Abstract

Abdominal cocoon syndrome (ACS), also called sclerosing encapsulated peritonitis, is a condition characterized by encapsulation of all or some of small bowel loops by a thick fibrous membrane. Etiologic cause is not fully known. It is among the rare causes of intestinal obstruction in adults. Preoperative diagnosis is difficult, and high suspicion is required. Diagnosis is generally made during laparotomy performed due to mechanical obstruction. In treatment of the condition, large scale surgical resections should be avoided. In the present study, we aimed to evaluate all clinical and radiological characteristics and surgical treatment of ACS in light of the literature through four patients operated in our clinic.

1. Introduction

Abdominal cocoon syndrome (ACS) is a rare condition causing acute and subacute intestinal obstruction (IO) symptoms.
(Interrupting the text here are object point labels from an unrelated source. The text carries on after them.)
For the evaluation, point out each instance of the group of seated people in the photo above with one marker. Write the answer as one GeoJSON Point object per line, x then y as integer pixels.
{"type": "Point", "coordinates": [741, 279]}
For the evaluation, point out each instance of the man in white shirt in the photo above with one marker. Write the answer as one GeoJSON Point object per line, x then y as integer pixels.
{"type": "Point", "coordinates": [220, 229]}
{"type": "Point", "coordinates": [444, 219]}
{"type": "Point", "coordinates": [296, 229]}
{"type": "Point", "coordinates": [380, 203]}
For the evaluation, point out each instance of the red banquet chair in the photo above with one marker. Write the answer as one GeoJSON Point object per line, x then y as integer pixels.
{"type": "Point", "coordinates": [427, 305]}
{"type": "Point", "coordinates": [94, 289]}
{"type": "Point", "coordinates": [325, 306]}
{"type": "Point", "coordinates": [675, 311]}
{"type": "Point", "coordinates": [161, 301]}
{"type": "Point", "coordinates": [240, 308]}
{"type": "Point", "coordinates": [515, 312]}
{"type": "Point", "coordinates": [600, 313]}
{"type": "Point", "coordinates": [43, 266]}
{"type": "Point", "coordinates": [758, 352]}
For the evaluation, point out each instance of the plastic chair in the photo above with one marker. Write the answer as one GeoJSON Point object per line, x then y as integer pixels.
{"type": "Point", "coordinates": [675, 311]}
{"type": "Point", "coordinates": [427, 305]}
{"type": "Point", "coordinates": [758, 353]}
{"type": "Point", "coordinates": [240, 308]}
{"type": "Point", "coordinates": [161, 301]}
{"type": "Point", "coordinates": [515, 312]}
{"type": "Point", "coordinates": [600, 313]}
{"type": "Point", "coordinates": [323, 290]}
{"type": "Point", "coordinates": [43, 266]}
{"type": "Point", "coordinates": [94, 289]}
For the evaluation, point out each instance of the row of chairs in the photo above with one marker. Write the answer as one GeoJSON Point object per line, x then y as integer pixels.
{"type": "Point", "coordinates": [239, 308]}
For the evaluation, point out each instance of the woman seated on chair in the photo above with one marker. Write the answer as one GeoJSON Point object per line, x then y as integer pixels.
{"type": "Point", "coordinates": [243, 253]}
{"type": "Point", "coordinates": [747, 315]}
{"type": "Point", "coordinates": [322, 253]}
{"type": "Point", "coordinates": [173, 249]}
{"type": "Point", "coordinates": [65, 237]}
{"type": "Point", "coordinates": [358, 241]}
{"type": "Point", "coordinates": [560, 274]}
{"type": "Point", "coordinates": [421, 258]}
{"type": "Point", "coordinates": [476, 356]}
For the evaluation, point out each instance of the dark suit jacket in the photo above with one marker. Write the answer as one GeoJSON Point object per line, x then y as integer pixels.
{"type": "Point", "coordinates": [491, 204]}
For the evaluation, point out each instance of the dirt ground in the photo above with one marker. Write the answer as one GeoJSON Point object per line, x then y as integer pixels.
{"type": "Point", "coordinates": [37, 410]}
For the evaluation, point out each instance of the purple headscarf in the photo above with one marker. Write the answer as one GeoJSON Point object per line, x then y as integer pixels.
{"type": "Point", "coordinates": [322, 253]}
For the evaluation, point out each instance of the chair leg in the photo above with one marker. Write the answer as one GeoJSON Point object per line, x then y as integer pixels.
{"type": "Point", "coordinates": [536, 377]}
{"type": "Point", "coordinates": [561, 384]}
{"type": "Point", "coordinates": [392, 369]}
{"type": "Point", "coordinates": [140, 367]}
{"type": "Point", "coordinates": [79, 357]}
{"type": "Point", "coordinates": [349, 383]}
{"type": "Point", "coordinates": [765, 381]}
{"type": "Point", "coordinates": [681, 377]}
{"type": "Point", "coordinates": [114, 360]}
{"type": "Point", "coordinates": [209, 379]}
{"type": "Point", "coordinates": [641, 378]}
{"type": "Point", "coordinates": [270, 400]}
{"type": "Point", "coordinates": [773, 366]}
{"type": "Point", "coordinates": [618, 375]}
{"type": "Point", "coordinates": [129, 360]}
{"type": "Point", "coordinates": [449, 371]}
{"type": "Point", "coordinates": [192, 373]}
It is caused by a complete or incomplete encapsulation of small bowel loops by a thick fibrous membrane. Manifestation of clinical symptoms is dependent upon the extent of fibrous capsule [1, 2]. It is commonly observed in young women without an operation history. It could develop as idiopathic but could also be caused by secondary reasons which trigger fibrous capsule formation such as past abdominal surgery, tuberculosis, and peritoneal dialysis [3]. Because of its rarity and lack of specific symptoms, diagnosis is usually made during laparotomy. The aim of the treatment is excision of fibrous capsule which leads to fibrosis and relieving of IO [1, 3].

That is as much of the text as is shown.